I'm trying to prove Plancherel's theorem for functions $f\in L^1\cap L^2(\mathbb{R})$. I've included below my attempt and I would really appreciate it if someone could check this for me please, and give me any feedback they might have.

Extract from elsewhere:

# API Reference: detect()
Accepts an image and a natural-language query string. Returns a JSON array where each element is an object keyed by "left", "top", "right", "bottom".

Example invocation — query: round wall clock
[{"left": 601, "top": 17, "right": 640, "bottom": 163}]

Note: I am working with a slightly different definition of the Fourier transform to usual, namely: $\widehat{f}(u)=\int_{-\infty}^{\infty}e^{iux}f(x)\,dx$. My main worries are that I have not implemented the convergence property of the convolution properly and I'm not sure if I've justified the use of the MCT in the correct way.
My proof goes as follows:
Firstly, I have previously shown that:
$$(G_\lambda\ast f)(x)\frac{1}{\sqrt{2\pi}}\int_{-\infty}^{\infty}e^{-iux}e^{-\frac{(u/\lambda)^2}{2}}\widehat{f}(u)\,du. \tag{*}$$
Then, writing $|f(x)|=f(x)\overline{f(x)}$, we have:
$$||{f}||_2^2=\int_{-\infty}^{\infty}f(x)\overline{f(x)}\,dx=\lim_{\lambda\to\infty}\int_{-\infty}^{\infty}f(x)\overline{(G_\lambda \ast f)(x)}\,dx.$$
The last inequality holds since $||G_\lambda \ast f-f||_2 \to 0$ in $L^2(\mathbb{R})$ (something I've already proved). Implementing (*) and then applying Fubini's theorem (which I have justified separately), we can write:
$$\begin{align*} ||{f}||_2&=\lim_{\lambda \to \infty}\frac{1}{2\pi}\int_{-\infty}^{\infty}\int_{-\infty}^{\infty}f(x)e^{iux}\overline{\widehat{f}(u)}e^{-\frac{(u/\lambda)^2}{2}}\,du\,dx\\ &=\lim_{\lambda \to \infty}\frac{1}{2\pi}\int_{-\infty}^{\infty}\int_{-\infty}^{\infty}f(x)e^{iux}\,dx\overline{\widehat{f}(u)}e^{-\frac{(u/\lambda)^2}{2}}\,du\\ &=\lim_{\lambda \to \infty}\frac{1}{2\pi}\int_{-\infty}^{\infty}\widehat{f}(u)\overline{\widehat{f}(u)}e^{-\frac{(u/\lambda)^2}{2}}\,du\\ &=\lim_{\lambda \to \infty}\frac{1}{2\pi}\int_{-\infty}^{\infty}|\widehat{f}(u)|^2e^{-\frac{(u/\lambda)^2}{2}}\,du. \end{align*}$$
Define the sequence $\{x_\lambda\}_{\lambda =1}^\infty$ by $x_\lambda=|\widehat{f}(u)|^2e^{\frac{-(u/\lambda)^2}{2}}$. Clearly, we have $\lim_{\lambda\to\infty}x_n=|\widehat{f}(u)|$. We also know $\{x_n\}$ is non-negative and monotone increasing, since $|\widehat{f}(u)|$ is fixed and $e^{\frac{-(u/\lambda)^2}{2}}$ increases in value as $\lambda$ increases. Therefore, by the MCT, we have:
$$||{f}||_2=\frac{1}{2\pi}\int_{-\infty}^{\infty}|\widehat{f}(u)|^2\lim_{\lambda \to\infty}e^{-\frac{(u/\lambda)^2}{2}}\,du=\frac{1}{2\pi}\int_{-\infty}^{\infty}|\widehat{f}(u)|^2\,du=\frac{1}{2\pi}||{\widehat{f}}||_2^2.$$
Any help is really appreciated, thank you in advance!